Paediatric ENT considerations in upper respiratory infections

By A/Prof George Sim, Paediatric ENT Surgeon, Murdoch

Childhood upper respiratory tract infections (URTIs), especially common over the winter months, include colds, croup, bronchiolitis and pneumonia.


These infections are often viral in origin and self-limiting with supporting measures like analgesia, adequate fluid rehydration and rest. We reduce the spread of respiratory infections by handwashing, covering coughs and sneezes, face masks, limiting contact when sick and vaccinations.

However, some children will develop ENT related infections like ear infections, chronic nasal congestion and sore throats/tonsillitis. Chronic or recurrent ENT infections will affect the health of these children and their quality of life, such as missing time at school, frequent GP visits and antibiotics.

Ear infections

Otitis media (OM) can often arise in children who are frequently sick with upper respiratory issues. OM is one of the most common reasons why younger children present to GPs.

Approximately 75% of children have at least one episode of OM by school age. OM can be acute otitis media (AOM) or otitis media with effusion (OME).

AOM causes pain, fever, irritability and occasionally perforation. Initial management is symptomatic relief with analgesia and an oral antibiotic may be required if symptoms persist.

Symptoms may take one to two weeks to resolve. Recurring middle ear infections of three episodes or more in six months may warrant further assessment.

OME or ‘glue ear’ is accumulation of middle ear fluid. The fluid can be thick, hence the term glue ear. Children with glue ears have less obvious symptoms compared to AOM.  Hearing loss, speech delay, learning difficulties at school and imbalance can be associated with the condition.

They may also cause mild earaches that can keep the child awake. Some younger children will pull or poke at their ears frequently as a result.

Predisposing factors include day-care attendance, frequent URTIs, exposure to cigarette smoke, bottle feeding and use of pacifiers. 

Some children will develop ENT related infections like ear infections, chronic nasal congestion and sore throats/tonsillitis which require a specialist.

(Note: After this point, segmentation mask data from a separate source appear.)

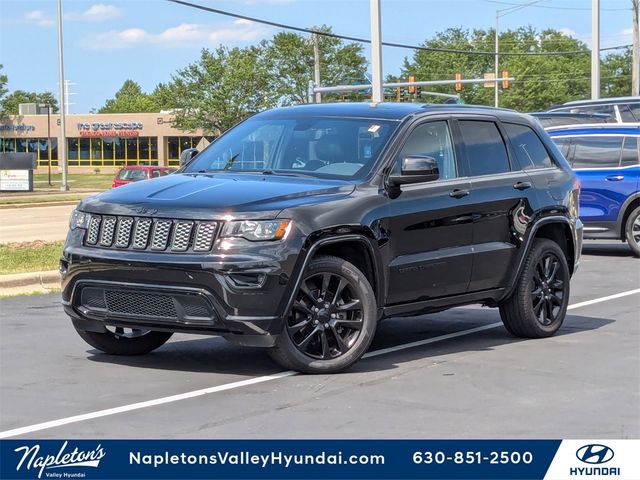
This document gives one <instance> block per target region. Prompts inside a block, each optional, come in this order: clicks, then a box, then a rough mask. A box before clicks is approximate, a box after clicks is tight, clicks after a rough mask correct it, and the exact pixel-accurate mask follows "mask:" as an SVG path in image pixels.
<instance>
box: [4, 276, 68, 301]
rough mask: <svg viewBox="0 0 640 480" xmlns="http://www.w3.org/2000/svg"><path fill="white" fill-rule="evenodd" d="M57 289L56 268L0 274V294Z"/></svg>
mask: <svg viewBox="0 0 640 480" xmlns="http://www.w3.org/2000/svg"><path fill="white" fill-rule="evenodd" d="M57 290H60V272H58V270H48V271H44V272H28V273H13V274H10V275H0V296H4V295H20V294H25V293H36V292H37V293H49V292H51V291H57Z"/></svg>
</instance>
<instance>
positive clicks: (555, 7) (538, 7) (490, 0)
mask: <svg viewBox="0 0 640 480" xmlns="http://www.w3.org/2000/svg"><path fill="white" fill-rule="evenodd" d="M484 1H485V2H488V3H496V4H498V5H513V6H518V7H520V6H523V5H524V4H522V3H514V2H504V1H502V0H484ZM531 7H535V8H549V9H551V10H582V11H591V8H588V7H565V6H553V5H531ZM600 10H602V11H606V12H622V11H629V10H631V9H630V8H601V9H600Z"/></svg>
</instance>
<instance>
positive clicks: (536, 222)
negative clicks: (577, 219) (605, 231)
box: [498, 215, 579, 303]
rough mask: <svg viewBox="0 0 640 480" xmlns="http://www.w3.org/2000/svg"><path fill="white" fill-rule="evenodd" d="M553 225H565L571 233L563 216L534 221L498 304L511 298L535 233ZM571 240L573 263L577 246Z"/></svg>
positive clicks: (569, 222) (533, 237)
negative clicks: (540, 227) (517, 261)
mask: <svg viewBox="0 0 640 480" xmlns="http://www.w3.org/2000/svg"><path fill="white" fill-rule="evenodd" d="M553 223H558V224H563V225H567V226H568V227H569V230H570V231H571V232H573V230H574V229H573V228H572V223H571V221H570V220H569V219H568V218H567V217H565V216H563V215H552V216H549V217H542V218H541V219H540V220H538V221H536V222H535V223H534V224H533V226H532V227H531V230H530V232H529V235H528V236H527V239H526V240H525V243H524V245H523V246H522V248H521V251H522V253H521V255H520V258H519V260H518V266H517V268H516V270H515V272H516V273H515V275H514V276H513V277H512V279H511V282H510V284H509V286H508V287H507V288H506V289H505V291H504V294H503V295H502V296H501V298H500V299H499V301H498V303H500V302H501V301H503V300H505V299H507V298H509V297H510V296H511V294H512V293H513V291H514V290H515V288H516V284H517V282H518V278H520V273H522V269H523V268H524V261H525V259H526V258H527V256H528V255H529V252H530V251H531V248H532V247H533V241H534V240H535V238H536V233H537V232H538V230H539V229H540V227H543V226H544V225H549V224H553ZM571 240H572V241H573V256H574V258H573V261H574V263H575V257H576V252H575V250H576V248H579V246H578V245H576V239H575V238H573V235H572V238H571ZM574 269H575V267H574Z"/></svg>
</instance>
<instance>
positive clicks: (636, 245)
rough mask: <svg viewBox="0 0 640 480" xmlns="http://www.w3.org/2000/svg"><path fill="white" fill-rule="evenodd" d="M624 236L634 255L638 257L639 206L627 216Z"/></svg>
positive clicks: (639, 214) (639, 225)
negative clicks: (626, 221)
mask: <svg viewBox="0 0 640 480" xmlns="http://www.w3.org/2000/svg"><path fill="white" fill-rule="evenodd" d="M625 238H626V240H627V243H628V244H629V247H631V250H632V251H633V254H634V255H635V256H636V257H640V207H638V208H636V209H635V210H634V211H633V212H631V214H630V215H629V217H628V218H627V224H626V226H625Z"/></svg>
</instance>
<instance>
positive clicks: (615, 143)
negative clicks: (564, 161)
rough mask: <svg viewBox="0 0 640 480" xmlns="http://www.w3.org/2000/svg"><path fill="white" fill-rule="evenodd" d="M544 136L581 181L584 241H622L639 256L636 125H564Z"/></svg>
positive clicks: (637, 131)
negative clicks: (553, 147)
mask: <svg viewBox="0 0 640 480" xmlns="http://www.w3.org/2000/svg"><path fill="white" fill-rule="evenodd" d="M547 132H548V133H549V135H550V136H551V138H553V140H554V141H555V142H556V144H557V145H558V147H559V148H560V151H561V152H562V153H563V155H564V156H565V157H566V158H567V160H568V161H569V164H570V165H571V167H572V168H573V169H574V171H575V172H576V174H577V176H578V178H579V179H580V183H581V185H582V190H581V193H580V219H581V220H582V222H583V223H584V238H590V239H608V238H609V239H618V240H622V241H623V242H624V241H626V242H627V243H628V244H629V246H630V247H631V249H632V250H633V253H634V254H635V256H637V257H640V191H639V186H640V185H639V183H640V180H639V178H640V164H639V160H638V158H639V156H640V154H639V148H640V124H638V123H634V124H597V125H567V126H562V127H552V128H548V129H547Z"/></svg>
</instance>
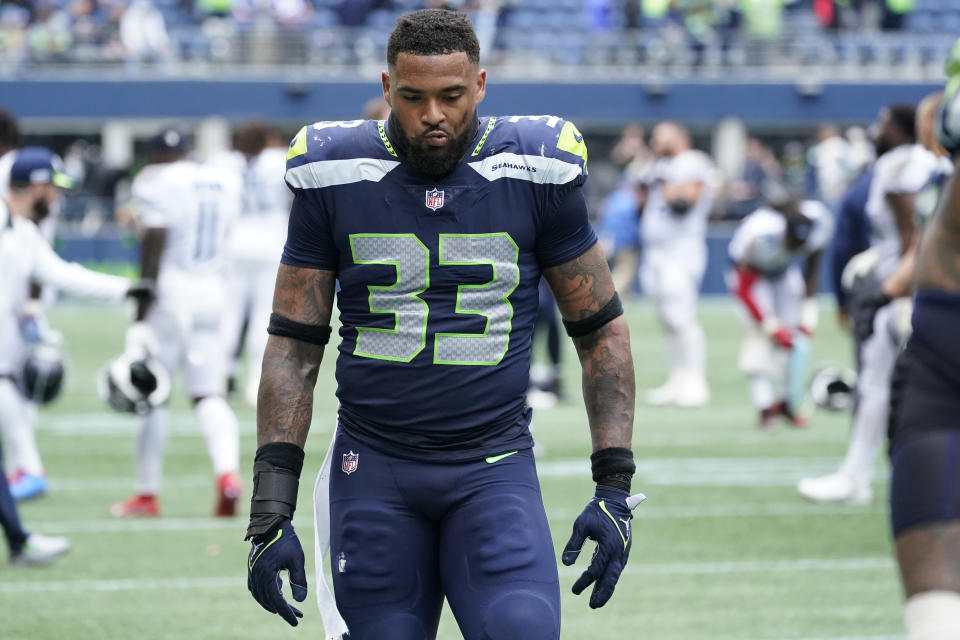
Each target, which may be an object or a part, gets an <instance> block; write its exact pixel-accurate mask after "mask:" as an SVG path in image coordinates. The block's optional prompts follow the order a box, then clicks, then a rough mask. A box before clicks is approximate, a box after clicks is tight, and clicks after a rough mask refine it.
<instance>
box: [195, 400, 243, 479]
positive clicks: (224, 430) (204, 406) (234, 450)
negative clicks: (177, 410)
mask: <svg viewBox="0 0 960 640" xmlns="http://www.w3.org/2000/svg"><path fill="white" fill-rule="evenodd" d="M194 411H196V414H197V419H198V420H200V427H201V428H202V429H203V437H204V438H206V441H207V452H208V453H209V454H210V460H211V462H213V472H214V473H215V474H216V475H218V476H219V475H220V474H223V473H228V472H236V471H237V469H238V468H239V467H240V443H239V438H240V435H239V432H240V427H239V425H238V424H237V416H236V415H234V413H233V409H231V408H230V405H228V404H227V401H226V400H224V399H223V398H221V397H220V396H209V397H207V398H204V399H203V400H201V401H200V402H198V403H197V406H196V408H195V409H194Z"/></svg>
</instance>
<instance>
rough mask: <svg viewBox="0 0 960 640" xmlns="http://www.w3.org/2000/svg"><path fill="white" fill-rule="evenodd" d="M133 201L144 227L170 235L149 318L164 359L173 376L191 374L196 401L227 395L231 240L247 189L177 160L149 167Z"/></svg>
mask: <svg viewBox="0 0 960 640" xmlns="http://www.w3.org/2000/svg"><path fill="white" fill-rule="evenodd" d="M132 194H133V198H134V206H135V210H136V215H137V217H138V218H139V219H140V221H141V223H142V224H143V226H145V227H148V228H150V227H159V228H164V229H166V232H167V235H166V243H165V245H164V249H163V254H162V256H161V258H160V273H159V275H158V279H157V299H156V301H155V302H154V304H153V305H152V307H151V309H150V311H149V313H148V316H147V321H148V323H149V324H150V326H151V328H152V329H153V331H154V333H155V335H156V338H157V341H158V343H159V346H160V353H159V354H157V355H158V359H159V360H160V362H161V363H162V364H163V365H164V366H165V367H166V368H167V369H168V370H169V371H170V372H171V374H172V373H175V372H176V371H177V370H178V369H179V368H180V367H181V366H182V367H183V368H184V369H185V373H186V388H187V392H188V393H189V394H190V395H191V396H194V397H198V396H206V395H210V394H222V393H223V392H224V384H225V379H226V378H225V375H226V373H225V363H224V358H223V348H222V344H223V337H222V317H223V314H224V309H225V308H226V306H227V301H228V294H227V289H226V274H227V268H228V252H227V239H228V233H229V230H230V228H231V225H232V224H233V223H234V221H235V219H236V217H237V216H238V215H239V212H240V207H241V196H242V192H241V187H240V183H239V181H238V180H237V179H236V178H235V177H234V176H232V175H231V174H229V173H228V172H226V171H223V170H221V169H218V168H214V167H207V166H204V165H200V164H197V163H194V162H190V161H178V162H172V163H168V164H158V165H149V166H147V167H144V169H143V170H142V171H141V172H140V173H139V174H137V177H136V178H135V179H134V182H133V186H132Z"/></svg>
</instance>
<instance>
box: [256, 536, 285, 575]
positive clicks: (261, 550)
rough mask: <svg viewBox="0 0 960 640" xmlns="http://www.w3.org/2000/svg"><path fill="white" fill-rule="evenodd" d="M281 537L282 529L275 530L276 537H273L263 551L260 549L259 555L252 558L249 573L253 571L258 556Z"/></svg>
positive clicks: (259, 556)
mask: <svg viewBox="0 0 960 640" xmlns="http://www.w3.org/2000/svg"><path fill="white" fill-rule="evenodd" d="M282 535H283V529H277V535H276V537H274V539H273V540H271V541H270V542H268V543H267V545H266V546H265V547H264V548H263V549H260V553H258V554H257V557H256V558H254V559H253V562H251V563H250V571H253V565H255V564H257V560H259V559H260V556H262V555H263V552H264V551H266V550H267V549H269V548H270V545H272V544H273V543H274V542H276V541H277V540H279V539H280V536H282Z"/></svg>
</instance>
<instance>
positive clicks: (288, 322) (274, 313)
mask: <svg viewBox="0 0 960 640" xmlns="http://www.w3.org/2000/svg"><path fill="white" fill-rule="evenodd" d="M267 333H269V334H270V335H272V336H281V337H284V338H292V339H294V340H300V341H301V342H309V343H310V344H315V345H319V346H323V345H325V344H327V343H328V342H330V325H328V324H304V323H302V322H296V321H294V320H291V319H290V318H285V317H283V316H281V315H280V314H279V313H271V314H270V323H269V324H268V325H267Z"/></svg>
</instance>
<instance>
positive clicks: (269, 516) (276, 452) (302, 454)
mask: <svg viewBox="0 0 960 640" xmlns="http://www.w3.org/2000/svg"><path fill="white" fill-rule="evenodd" d="M303 457H304V454H303V449H301V448H300V447H298V446H297V445H295V444H293V443H290V442H271V443H269V444H265V445H264V446H262V447H260V448H259V449H257V454H256V456H255V457H254V461H253V495H252V496H251V497H250V525H249V526H248V527H247V535H246V538H245V539H247V538H252V537H255V536H260V535H263V534H265V533H267V532H269V531H270V530H272V529H274V528H275V527H276V526H277V525H278V524H280V523H282V522H283V520H292V519H293V513H294V511H296V509H297V491H298V489H299V487H300V472H301V471H303Z"/></svg>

Very often the care of a paediatric ear, nose and throat surgeon will be involved in children with recurrent middle ear infections. A hearing test, including an audiology and tympanometry, is usually part of the ENT assessment.

Surgery such as grommet insertion and/or adenoidectomy may be recommended. 

Sore throats

Sore throats can be viral or bacterial in origin. Treatment starts with symptomatic relief with analgesia, adequate fluid rehydration and rest.

Sometimes bacteria tonsillitis occurs and needs antibiotic treatment.

Symptoms of tonsillitis can include sore throat, difficulty swallowing, halitosis, fever and cervical lymphadenopathy. If a child has recurrent tonsillitis, there are guidelines as to the frequency of tonsillitis to warrant an ENT referral.

RELATED: Unified airway disease: the role for ENT

There should also be considerations for other factors such as frequency of antibiotics, time off school and time taken off work by parents to look after their child. 

Our GPs are generally an expert in ENT issues in children. However, for some children who are chronically unwell or going through frequent cycles of illnesses, a paediatric ENT assessment may be considered in their overall care.

Rhinitis/sinusitis

An URTI can cause nasal congestion and runny noses with inflamed nasal linings causing rhinitis. This often has an allergy component as well (allergic rhinitis).

Sinusitis is not common in younger children as their sinuses are usually not fully developed. Symptoms of sinusitis may include nasal congestion, discoloured nasal discharge, pyrexia, postnasal drip/cough and pain in the facial/cheek areas.

Children with allergies and large adenoids may be more prone to sinusitis. Treatment includes analgesia, saline nasal sprays/flushes, antibiotics and possibly surgery. 

Snoring and sleep obstruction

Children with enlarged adenoid and/or tonsils can frequently be nasally congested with a runny nose, postnasal drip and cough. These children appear sick all the time and may have associated obstructive sleep symptoms.

RELATED: Precision medicine in paediatric ENT disorders

Obstructive sleep disorder (OSD) is a range of presenting symptoms from heavy breathing/snoring to sleep apnoea. Symptoms include mouth breathing, sleeping in unusual positions, nightmares/night terrors, bedwetting, waking up tired and also daytime issues with behaviour or concentration.

Some children can have difficulty with swallowing certain foods. The presenting symptoms vary according to the severity and also age of presentation. OSD symptoms are very often made worse in children with frequent URTIs.

Enlarged tonsils and/or adenoids are usually the main causes of OSD in children. A comprehensive history to explore symptoms with parents and a detailed examination usually suffices for diagnosis. Treatment for OSD often results in surgical intervention.

Author competing interests – nil

Key messages

  • Up to 75% of children will have otitis media by school age
  • Sinusitis is uncommon in children
  • Obstructive sleep apnoea in children is usually due to enlarged adenoids/tonsils. Surgery is often required.